Graboids Menace Lassen County

August 8, 2022

HERLONG - Lassen County is a quiet, peaceful place, home to one of the lowest county populations in California. However, its sandy plains are now terrorized by the screams of longtime Lassen locals, as the county has found itself under siege by a ravenous population of 30-foot long carnivorous earthworms seeking human flesh.

Carnilumbricius magnus, AKA the Graboid, is a cryptid species of much regional fame and fear, though other populations have been discovered in various regions worldwide. These carnivorous worms can grow up to ten yards in length and weigh over one and a half tons, and are capable of burrowing through alluvial sand and silt soils at speeds of over 20 miles per hour. Graboids are blind animals relying on sound to sense their prey and obstacles in their path; upon cornering or trapping their prey, they will consume them by ensnaring them with their three snakelike tongues, each of which has a paralytic bite.

Graboids were first discovered in 1990 by two handymen and a UNR Ph.D student near the town of Perfection, Nevada, on the east side of the Toiyabe Range; a population of half a dozen graboids menaced the town until the residents successfully put them down. Various subspecies have evolved since the discovery of these critters, including bipedal ones with infrared vision and no hearing (known as "Shriekers") and ones capable of jet-propelled flight due to chemical reactions in their stomachs ("Ass-Blasters"). Currently, Lassen County is only menaced by regular Graboids; our readers in Sierra Valley and beyond can be assured our endemic subspecies of Graboid can grow no longer than four inches due to the heavy clay soil and mountainous terrain bounding their range.
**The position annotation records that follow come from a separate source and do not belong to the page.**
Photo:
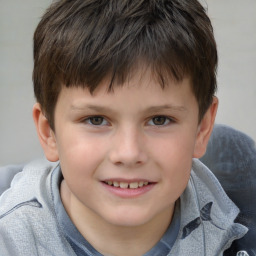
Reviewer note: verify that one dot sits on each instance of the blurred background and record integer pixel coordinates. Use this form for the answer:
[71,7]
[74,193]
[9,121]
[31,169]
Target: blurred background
[234,23]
There have been few civilian casualties, since early in the infestation the entire population was drawn to Sierra Army Depot in Herlong by ordinance disposal detonations. Currently, all of the post's personnel are holed on the rooftops to avoid the worms, taking potshots at them with high-caliber weaponry to pick them off one at a time after they emerge. They are joined by one local teenager the Mistaker hired to report on this story after our Honey Lake area staff reporter slipped off a ladder by accident and was eaten by a Graboid.

As the Mistaker goes to press, nobody is quite sure how to deal with the worms. A nuclear strike was proposed, but this idea was quickly dismissed due to the unlikelihood it would actually solve the problem (the worms live underground, after all). All traffic on US-395 has been temporarily stopped for fear of resumed attacks on automotive transports. Reportedly a man who "collects cryptids" by the name of Dickenson has been dispatched from Nellis Air Force Base's Groom Lake installation (Area 51) to capture the Graboids and transport them to a secure preserve on the base's grounds. Whether he is successful or not will be reported on a future edition.